Payakumbuh — Para Bundo Kanduang dan Puti Bungsu 10 Nagari yang ada di Kota Payakumbuh tampak antusias dalam mengikuti Festival Payakumbuh Marandang yang digelar di Medan Nan Bapaneh Ngalau Indah, Sabtu (23/11).
Tampak aksi para wanita kebanggaan utusan dari nagarinya itu mengaduk-aduk gulai selama kurang lebih 20 hingga 30 menit agar santannya tidak “pocah” sebelum siap menjelma menjadi Kalio dan barulah akan siap menjadi Randang yang kelezatannya sudah diakui oleh dunia.
Membuat Randang ini butuh kesabaran dan keuletan, karena apabila tidak begitu maka rasanya akan berbeda, perlu diperhatikan besar api tungku dan tidak boleh sampai kurang mengaduknya sehingga yang memasak harus sabar berada di dekat tungku terus, ini butuh kesabaran luar bisa.
“Kali ini kami memasak Randang Tumbuak, dimana daging digiling saat mentah, dan beri bumbu dan ada namanya yaitu Kelapa Randang, kemudian daging tersebut dibulat-bulatkan, setelah minyak santan Randang yang ada di masak di tungku keluar, barulah daging dimasukkan sampai matang dan dimasak menjadi Randang,” kata Ketua Bundo Kanduang Nagari Aua Kuniang Hendriati.

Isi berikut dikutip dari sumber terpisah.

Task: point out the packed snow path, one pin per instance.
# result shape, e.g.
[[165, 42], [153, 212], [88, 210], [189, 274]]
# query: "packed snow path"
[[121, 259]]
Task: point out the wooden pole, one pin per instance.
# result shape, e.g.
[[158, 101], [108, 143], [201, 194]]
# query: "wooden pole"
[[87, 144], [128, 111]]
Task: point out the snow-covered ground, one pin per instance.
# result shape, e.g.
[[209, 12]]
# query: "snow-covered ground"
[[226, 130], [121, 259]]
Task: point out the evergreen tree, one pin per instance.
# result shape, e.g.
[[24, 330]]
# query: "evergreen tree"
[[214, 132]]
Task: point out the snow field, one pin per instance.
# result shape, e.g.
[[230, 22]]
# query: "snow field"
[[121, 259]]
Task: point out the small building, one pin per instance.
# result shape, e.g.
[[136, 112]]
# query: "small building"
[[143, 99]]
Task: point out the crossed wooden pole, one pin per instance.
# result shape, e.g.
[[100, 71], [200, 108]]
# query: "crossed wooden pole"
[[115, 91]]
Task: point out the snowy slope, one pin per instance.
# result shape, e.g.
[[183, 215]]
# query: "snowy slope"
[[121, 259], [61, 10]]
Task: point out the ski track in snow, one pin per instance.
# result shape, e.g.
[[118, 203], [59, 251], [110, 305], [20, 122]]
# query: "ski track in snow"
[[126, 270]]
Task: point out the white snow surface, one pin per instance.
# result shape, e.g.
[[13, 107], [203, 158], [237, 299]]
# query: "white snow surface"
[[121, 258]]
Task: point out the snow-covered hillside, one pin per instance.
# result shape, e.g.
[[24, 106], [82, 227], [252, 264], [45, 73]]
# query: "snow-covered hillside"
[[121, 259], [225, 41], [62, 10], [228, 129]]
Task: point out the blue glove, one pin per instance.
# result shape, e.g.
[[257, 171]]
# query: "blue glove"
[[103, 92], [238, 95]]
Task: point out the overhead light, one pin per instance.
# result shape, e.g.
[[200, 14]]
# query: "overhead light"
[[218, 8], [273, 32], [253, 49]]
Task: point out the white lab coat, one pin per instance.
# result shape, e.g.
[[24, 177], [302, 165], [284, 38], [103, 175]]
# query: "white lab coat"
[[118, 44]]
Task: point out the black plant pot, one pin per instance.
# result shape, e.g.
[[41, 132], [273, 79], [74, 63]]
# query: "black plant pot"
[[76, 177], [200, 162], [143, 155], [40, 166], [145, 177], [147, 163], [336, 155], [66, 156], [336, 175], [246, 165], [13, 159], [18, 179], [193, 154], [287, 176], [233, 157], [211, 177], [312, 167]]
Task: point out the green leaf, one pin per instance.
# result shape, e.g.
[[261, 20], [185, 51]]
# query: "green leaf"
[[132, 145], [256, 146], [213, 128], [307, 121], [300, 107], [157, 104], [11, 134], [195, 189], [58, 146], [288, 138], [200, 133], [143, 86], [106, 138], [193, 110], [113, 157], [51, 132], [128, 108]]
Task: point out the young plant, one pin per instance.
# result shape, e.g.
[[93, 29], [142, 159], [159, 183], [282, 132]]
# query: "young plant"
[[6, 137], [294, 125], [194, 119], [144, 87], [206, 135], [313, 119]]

“Kalau lah ado rondang diateh rumah, kutiko awak ado tamu datang awak indak susah menjamunyo lai do, lah ado persiapan, karono dek urang tuo-tuo kito daolu manyadiokan rondang diateh rumah toruh, jadi iko lah budayo kito nan harus dilestarikan, apolai pemerintah maadoan acara mode iko, kito bisa pulo manunjuak an baa nan Randang Payokumbuah geh ka ughang banyak,” imbuhnya dalam bahasa khas Aua Kuniang.

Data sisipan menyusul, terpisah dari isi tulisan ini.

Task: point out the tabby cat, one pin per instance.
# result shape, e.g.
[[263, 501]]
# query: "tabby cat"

Ketua Bundo Kanduang Koto Nan Godang Efni Nazir menyebut di nagarinya banyak macam masakan Randang, di setiap rumah tangga bisa membuat Randang dengan berbeda seperti Randang baluik, dagiang, ayam, paru, telur, jamur dan ikan ruan.

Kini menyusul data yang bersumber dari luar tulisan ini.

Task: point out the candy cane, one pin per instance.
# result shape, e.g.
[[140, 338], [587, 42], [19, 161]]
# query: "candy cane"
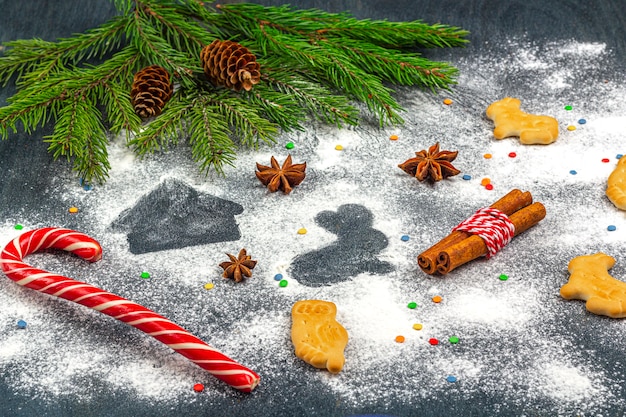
[[157, 326]]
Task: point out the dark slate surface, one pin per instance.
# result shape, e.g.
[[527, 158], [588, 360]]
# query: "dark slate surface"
[[23, 188]]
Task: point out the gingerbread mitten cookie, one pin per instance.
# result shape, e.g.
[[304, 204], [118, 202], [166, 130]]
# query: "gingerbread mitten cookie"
[[318, 338], [590, 281]]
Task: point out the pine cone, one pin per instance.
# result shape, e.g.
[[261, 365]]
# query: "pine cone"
[[150, 91], [230, 64]]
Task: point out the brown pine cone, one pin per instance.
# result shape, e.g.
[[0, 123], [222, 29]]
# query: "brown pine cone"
[[151, 89], [230, 64]]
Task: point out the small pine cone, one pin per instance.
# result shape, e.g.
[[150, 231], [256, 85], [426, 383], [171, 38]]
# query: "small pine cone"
[[230, 64], [151, 89]]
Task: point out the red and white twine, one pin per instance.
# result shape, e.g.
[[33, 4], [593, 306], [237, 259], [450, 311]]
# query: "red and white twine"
[[492, 226]]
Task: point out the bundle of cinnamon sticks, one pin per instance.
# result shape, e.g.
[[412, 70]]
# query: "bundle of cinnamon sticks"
[[460, 247]]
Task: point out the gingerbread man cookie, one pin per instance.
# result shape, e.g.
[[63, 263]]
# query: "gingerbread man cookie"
[[590, 281], [532, 129], [616, 185], [318, 338]]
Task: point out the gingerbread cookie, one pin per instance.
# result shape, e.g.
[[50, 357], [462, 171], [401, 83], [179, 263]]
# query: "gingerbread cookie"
[[509, 121], [318, 338], [616, 185], [590, 281]]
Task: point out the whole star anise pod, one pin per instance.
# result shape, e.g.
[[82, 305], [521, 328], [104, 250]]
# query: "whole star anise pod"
[[433, 163], [282, 178], [238, 267]]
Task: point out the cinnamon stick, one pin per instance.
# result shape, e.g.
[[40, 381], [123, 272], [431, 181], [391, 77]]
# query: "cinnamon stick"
[[509, 204], [474, 246]]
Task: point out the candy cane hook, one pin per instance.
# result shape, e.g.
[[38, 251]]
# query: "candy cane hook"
[[157, 326]]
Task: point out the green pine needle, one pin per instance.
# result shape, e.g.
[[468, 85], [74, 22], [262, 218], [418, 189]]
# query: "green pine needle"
[[314, 64]]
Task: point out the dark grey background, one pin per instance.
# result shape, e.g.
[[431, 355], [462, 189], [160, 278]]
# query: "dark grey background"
[[489, 22]]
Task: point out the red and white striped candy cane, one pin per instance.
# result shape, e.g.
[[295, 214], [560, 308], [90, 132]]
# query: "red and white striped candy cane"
[[157, 326]]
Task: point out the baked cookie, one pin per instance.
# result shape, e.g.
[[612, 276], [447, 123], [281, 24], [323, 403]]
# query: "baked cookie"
[[590, 281], [532, 129], [616, 185], [318, 338]]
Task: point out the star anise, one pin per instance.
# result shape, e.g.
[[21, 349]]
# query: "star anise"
[[238, 267], [281, 178], [433, 163]]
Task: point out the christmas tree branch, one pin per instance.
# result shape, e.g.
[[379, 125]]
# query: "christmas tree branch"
[[312, 64]]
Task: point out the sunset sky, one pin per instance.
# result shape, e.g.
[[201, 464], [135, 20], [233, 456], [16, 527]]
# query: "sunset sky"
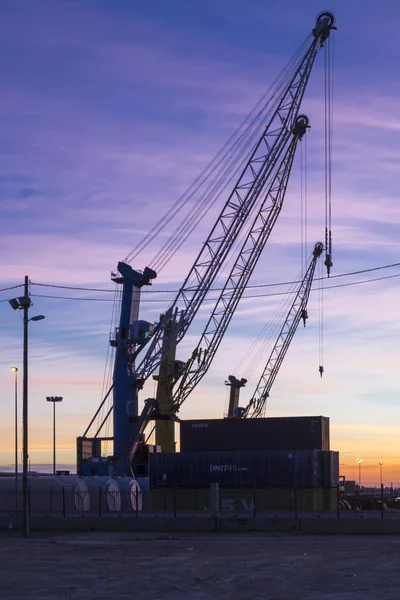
[[109, 109]]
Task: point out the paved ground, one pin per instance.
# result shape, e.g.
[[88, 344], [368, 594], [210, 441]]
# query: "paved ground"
[[199, 567]]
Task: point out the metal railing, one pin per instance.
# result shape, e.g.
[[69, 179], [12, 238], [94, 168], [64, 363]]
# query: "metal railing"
[[237, 503]]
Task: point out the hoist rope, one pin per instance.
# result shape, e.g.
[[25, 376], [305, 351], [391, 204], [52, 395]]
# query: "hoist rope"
[[328, 145], [321, 319]]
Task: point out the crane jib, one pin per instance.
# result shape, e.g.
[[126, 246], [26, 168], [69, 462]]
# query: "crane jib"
[[239, 205]]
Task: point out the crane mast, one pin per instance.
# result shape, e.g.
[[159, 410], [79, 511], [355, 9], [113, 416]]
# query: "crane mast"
[[298, 310]]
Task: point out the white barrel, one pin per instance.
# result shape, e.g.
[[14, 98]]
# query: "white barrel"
[[105, 494], [46, 494], [131, 494]]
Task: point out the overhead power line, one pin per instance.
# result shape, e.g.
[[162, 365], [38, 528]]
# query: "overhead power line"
[[261, 285], [329, 287]]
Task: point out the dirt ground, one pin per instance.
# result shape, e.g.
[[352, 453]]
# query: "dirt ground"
[[198, 567]]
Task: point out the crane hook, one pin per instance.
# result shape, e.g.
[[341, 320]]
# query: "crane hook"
[[328, 263]]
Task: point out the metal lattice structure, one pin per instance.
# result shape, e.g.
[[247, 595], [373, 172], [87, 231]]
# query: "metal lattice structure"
[[298, 310]]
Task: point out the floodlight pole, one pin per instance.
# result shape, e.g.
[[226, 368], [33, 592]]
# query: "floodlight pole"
[[25, 455]]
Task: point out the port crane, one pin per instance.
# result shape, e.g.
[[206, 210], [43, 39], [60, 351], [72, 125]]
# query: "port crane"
[[142, 347], [297, 312]]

“Bahkan samiskin-miskin KK di Koto Nan Godang, maco dan cubadak bisa menjadi Rondang, masakan nan ciek ko lah lokek di darah kito urang minang, mangkonyo urang Koto Nan Godang selalu manyadioan Rondang dirumah, katiko ado olek nagoripun kito manghidangkan Rondang,” katanya dengan logat Koto Nan Godang.
Sementara itu, Ketua Bundo Kanduang Parambahan Syafni mengatakan mereka juga memasak Randang Tumbuak, Randang mereka buat ini dimasak selama kira-kira 3 jam mulai dari mempersiapkan bahan hingga sampai matang.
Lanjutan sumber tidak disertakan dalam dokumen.